NullPointerException when attempting to get all text from PDF

Hello,


Recently we’ve updated our aspose-pdf version to use the latest version in the aspose maven repository (9.5.0). I’m attempting to retrieve all text from a given PDF file. When running the code below, I receive a NullPointerException somewhere in aspose’s code.

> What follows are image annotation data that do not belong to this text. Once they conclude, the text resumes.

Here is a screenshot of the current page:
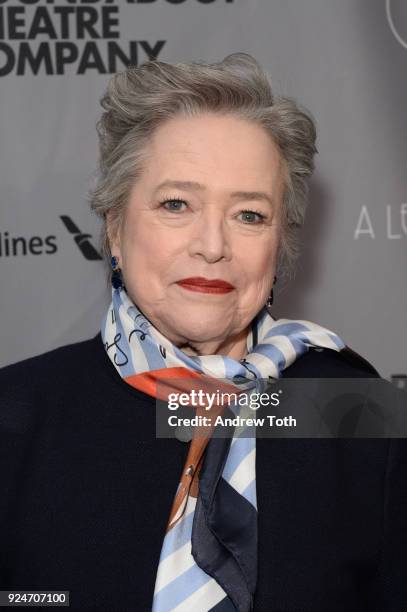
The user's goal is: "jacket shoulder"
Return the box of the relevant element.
[283,346,380,378]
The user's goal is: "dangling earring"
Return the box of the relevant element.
[266,276,277,306]
[110,255,124,289]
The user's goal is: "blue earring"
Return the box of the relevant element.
[110,255,124,289]
[266,276,277,307]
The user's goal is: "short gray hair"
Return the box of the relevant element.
[89,53,318,282]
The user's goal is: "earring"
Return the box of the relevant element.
[266,276,277,306]
[110,255,124,289]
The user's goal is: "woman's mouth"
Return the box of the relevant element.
[177,276,234,293]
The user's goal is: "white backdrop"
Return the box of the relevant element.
[0,0,407,378]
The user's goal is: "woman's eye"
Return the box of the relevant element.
[160,198,186,212]
[240,210,266,225]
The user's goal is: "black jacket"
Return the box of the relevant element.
[0,334,407,612]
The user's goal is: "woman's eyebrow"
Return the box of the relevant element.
[154,180,274,206]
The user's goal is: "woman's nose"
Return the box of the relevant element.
[189,211,231,263]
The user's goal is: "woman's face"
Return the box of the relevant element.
[111,114,283,356]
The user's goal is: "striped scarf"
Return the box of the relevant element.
[101,288,345,612]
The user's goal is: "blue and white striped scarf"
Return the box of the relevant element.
[101,288,345,612]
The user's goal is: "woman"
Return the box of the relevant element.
[0,53,407,612]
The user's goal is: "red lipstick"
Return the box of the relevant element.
[177,276,234,293]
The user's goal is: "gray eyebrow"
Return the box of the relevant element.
[155,180,274,206]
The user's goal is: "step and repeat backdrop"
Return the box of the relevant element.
[0,0,407,386]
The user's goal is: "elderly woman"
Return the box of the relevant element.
[0,53,407,612]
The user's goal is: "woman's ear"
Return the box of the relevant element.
[105,210,121,261]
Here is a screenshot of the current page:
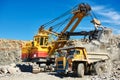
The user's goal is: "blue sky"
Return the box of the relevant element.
[0,0,120,40]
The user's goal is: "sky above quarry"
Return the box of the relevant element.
[0,0,120,40]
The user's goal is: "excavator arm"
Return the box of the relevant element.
[49,3,91,56]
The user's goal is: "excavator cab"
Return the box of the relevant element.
[56,47,87,75]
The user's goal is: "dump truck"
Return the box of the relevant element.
[22,3,108,72]
[56,46,111,77]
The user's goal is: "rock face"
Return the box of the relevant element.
[0,39,25,65]
[68,29,120,60]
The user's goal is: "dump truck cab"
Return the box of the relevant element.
[56,47,109,77]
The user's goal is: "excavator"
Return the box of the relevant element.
[22,3,106,72]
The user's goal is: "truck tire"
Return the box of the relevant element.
[77,64,85,77]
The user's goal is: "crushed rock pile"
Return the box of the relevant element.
[0,39,25,65]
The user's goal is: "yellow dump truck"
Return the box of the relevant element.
[56,47,111,77]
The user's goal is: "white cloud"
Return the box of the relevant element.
[92,6,120,25]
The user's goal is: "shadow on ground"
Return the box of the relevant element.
[48,72,78,78]
[17,64,32,72]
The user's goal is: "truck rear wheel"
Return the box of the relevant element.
[77,64,84,77]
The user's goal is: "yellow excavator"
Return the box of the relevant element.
[22,3,105,72]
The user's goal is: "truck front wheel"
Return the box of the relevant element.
[77,64,85,77]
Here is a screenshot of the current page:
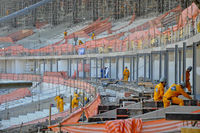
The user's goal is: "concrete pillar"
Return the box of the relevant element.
[174,45,178,84]
[56,59,59,72]
[151,53,153,82]
[116,56,119,80]
[179,50,182,83]
[136,54,139,83]
[76,59,79,79]
[50,59,53,72]
[164,50,169,87]
[96,58,98,82]
[192,43,197,99]
[159,51,162,79]
[43,59,45,73]
[90,58,92,80]
[183,42,186,82]
[144,54,147,81]
[130,56,133,81]
[83,59,85,78]
[109,57,112,78]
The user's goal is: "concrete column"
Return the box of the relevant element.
[43,59,45,72]
[130,56,133,81]
[179,50,182,83]
[83,59,85,78]
[151,53,153,82]
[174,45,178,84]
[192,43,197,99]
[50,59,53,72]
[136,54,139,83]
[116,56,119,80]
[56,59,58,72]
[144,54,147,81]
[69,59,72,77]
[159,51,162,79]
[122,56,125,72]
[96,58,98,82]
[165,50,169,87]
[90,58,92,80]
[183,42,186,82]
[33,60,37,74]
[133,56,135,80]
[76,59,79,79]
[5,60,7,73]
[109,57,112,78]
[149,54,151,79]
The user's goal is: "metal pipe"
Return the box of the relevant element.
[174,45,178,84]
[183,42,186,82]
[192,43,197,99]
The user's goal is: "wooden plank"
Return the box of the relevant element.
[165,112,200,121]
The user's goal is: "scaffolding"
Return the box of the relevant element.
[0,0,190,28]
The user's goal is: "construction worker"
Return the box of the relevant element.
[64,31,67,37]
[59,97,64,112]
[163,82,192,108]
[91,33,95,40]
[123,67,130,81]
[153,77,167,102]
[78,40,83,45]
[185,66,192,93]
[72,93,79,108]
[54,96,61,110]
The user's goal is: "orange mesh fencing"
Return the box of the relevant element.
[0,88,31,104]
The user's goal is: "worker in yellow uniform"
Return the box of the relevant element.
[54,96,61,110]
[59,97,65,112]
[123,67,130,81]
[153,77,167,102]
[163,82,192,108]
[72,93,79,108]
[185,66,192,93]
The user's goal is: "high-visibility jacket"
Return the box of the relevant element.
[164,84,192,99]
[153,83,164,101]
[123,68,130,81]
[72,97,79,108]
[59,98,64,112]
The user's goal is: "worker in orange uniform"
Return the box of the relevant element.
[123,67,130,81]
[153,77,167,102]
[91,33,95,40]
[78,40,83,45]
[185,66,192,93]
[72,93,79,108]
[163,82,192,108]
[54,96,61,110]
[59,97,65,112]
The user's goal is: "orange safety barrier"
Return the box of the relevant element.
[105,118,142,133]
[8,30,33,41]
[0,37,14,43]
[84,94,101,118]
[0,88,31,104]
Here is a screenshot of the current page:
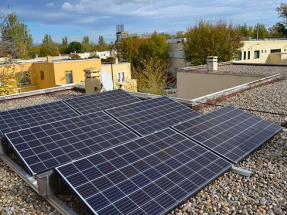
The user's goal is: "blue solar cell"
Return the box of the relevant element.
[56,129,231,214]
[106,97,199,136]
[173,106,282,163]
[5,112,138,174]
[0,101,79,138]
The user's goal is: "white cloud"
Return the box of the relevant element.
[47,2,55,7]
[61,2,88,14]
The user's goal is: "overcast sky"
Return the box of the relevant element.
[0,0,282,43]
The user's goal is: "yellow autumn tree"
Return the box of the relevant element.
[0,9,29,96]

The code I’ve written is as follows:

// Create a new Aspose PDF Document object
Document document = new Document(new FileInputStream(file));

// Instantiate Aspose’s TextAbsorber which will allow us to read the PDF’s text
TextAbsorber textAbsorber = new TextAbsorber();

/*
* Assign all pages of the document to the TextAbsorber.
*
* We have the option to assign only a subset of pages if we want to via the
* document.getPages().get_Item(PAGE_NUMBER).accept(TEXT_ABSORBER) method chain.
*/
document.getPages().accept(textAbsorber);

// Grab the content
String content = textAbsorber.getText();

The error occurs on the call to:

document.getPages().accept(textAbsorber);

The exception:

java.lang.NullPointerException: null
at com.aspose.pdf.internal.p435.z12.m2(Unknown Source) ~[aspose-pdf-9.5.0-jdk16.jar:9.5.0]
at com.aspose.pdf.internal.p435.z12.m7(Unknown Source) ~[aspose-pdf-9.5.0-jdk16.jar:9.5.0]
at com.aspose.pdf.internal.p435.z14.m1(Unknown Source) ~[aspose-pdf-9.5.0-jdk16.jar:9.5.0]
at com.aspose.pdf.internal.p435.z14.m1(Unknown Source) ~[aspose-pdf-9.5.0-jdk16.jar:9.5.0]
at com.aspose.pdf.internal.p435.z14.m6(Unknown Source) ~[aspose-pdf-9.5.0-jdk16.jar:9.5.0]
at com.aspose.pdf.internal.p435.z14.(Unknown Source) ~[aspose-pdf-9.5.0-jdk16.jar:9.5.0]
at com.aspose.pdf.internal.p435.z14.(Unknown Source) ~[aspose-pdf-9.5.0-jdk16.jar:9.5.0]
at com.aspose.pdf.TextAbsorber.visit(Unknown Source) ~[aspose-pdf-9.5.0-jdk16.jar:9.5.0]
at com.aspose.pdf.Page.accept(Unknown Source) ~[aspose-pdf-9.5.0-jdk16.jar:9.5.0]
at com.aspose.pdf.PageCollection.accept(Unknown Source) ~[aspose-pdf-9.5.0-jdk16.jar:9.5.0]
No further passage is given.